I finished with a series of questions. For instance, how did they see the line between the responsibilities of those who govern and manage? Were they micro-managing, and if so, what would it take to change that? In a recent anti-war film, Why We Fight, when director Eugene Jarecki had posed the film’s title as a question, the first answer was almost always “freedom.” But when he probed deeper, the consensus fell apart. How about Pacifica? Why did it fight? Free Speech, democracy, diversity, or something else?
In Uneasy Listening, Matthew Lasar’s second book about the network, he had used a provocative term – anarcho-feudalism – to describe how Pacifica operated. Another word I’d heard was balkanization, referring to the organization’s tendency to divide into territories. So, how did they feel about that diagnosis?

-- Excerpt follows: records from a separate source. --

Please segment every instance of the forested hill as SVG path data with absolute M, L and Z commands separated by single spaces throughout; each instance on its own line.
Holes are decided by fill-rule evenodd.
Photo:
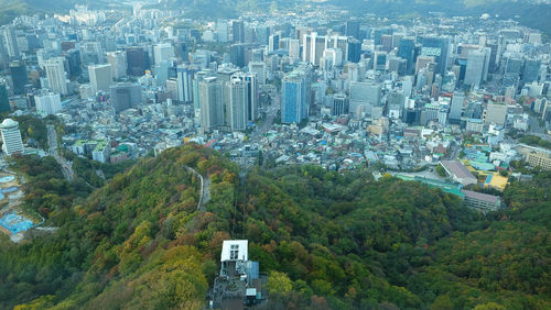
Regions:
M 85 193 L 56 180 L 55 162 L 30 162 L 28 174 L 51 171 L 31 174 L 28 203 L 50 203 L 60 229 L 20 246 L 0 239 L 1 309 L 198 309 L 231 237 L 248 239 L 269 274 L 270 309 L 551 307 L 549 173 L 514 184 L 511 209 L 483 218 L 454 196 L 367 171 L 256 169 L 241 184 L 237 166 L 198 145 L 55 204 L 53 186 Z M 210 176 L 206 212 L 186 166 Z

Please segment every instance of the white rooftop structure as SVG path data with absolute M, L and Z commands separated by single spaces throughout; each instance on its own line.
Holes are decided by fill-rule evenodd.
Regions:
M 248 240 L 225 240 L 222 245 L 220 262 L 249 261 Z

I also asked whether they thought the bylaws were part of the problem and whether trust was a factor. In a poll of hands, most people answered yes to both. Finally, after noting that Pacifica’s managers were frequently, even routinely, under fire, I posed two crucial final questions: How did this community really feel about leadership? And, more to the point, was the nature of executive authority in some ways fundamentally at odds with how Pacifica saw itself?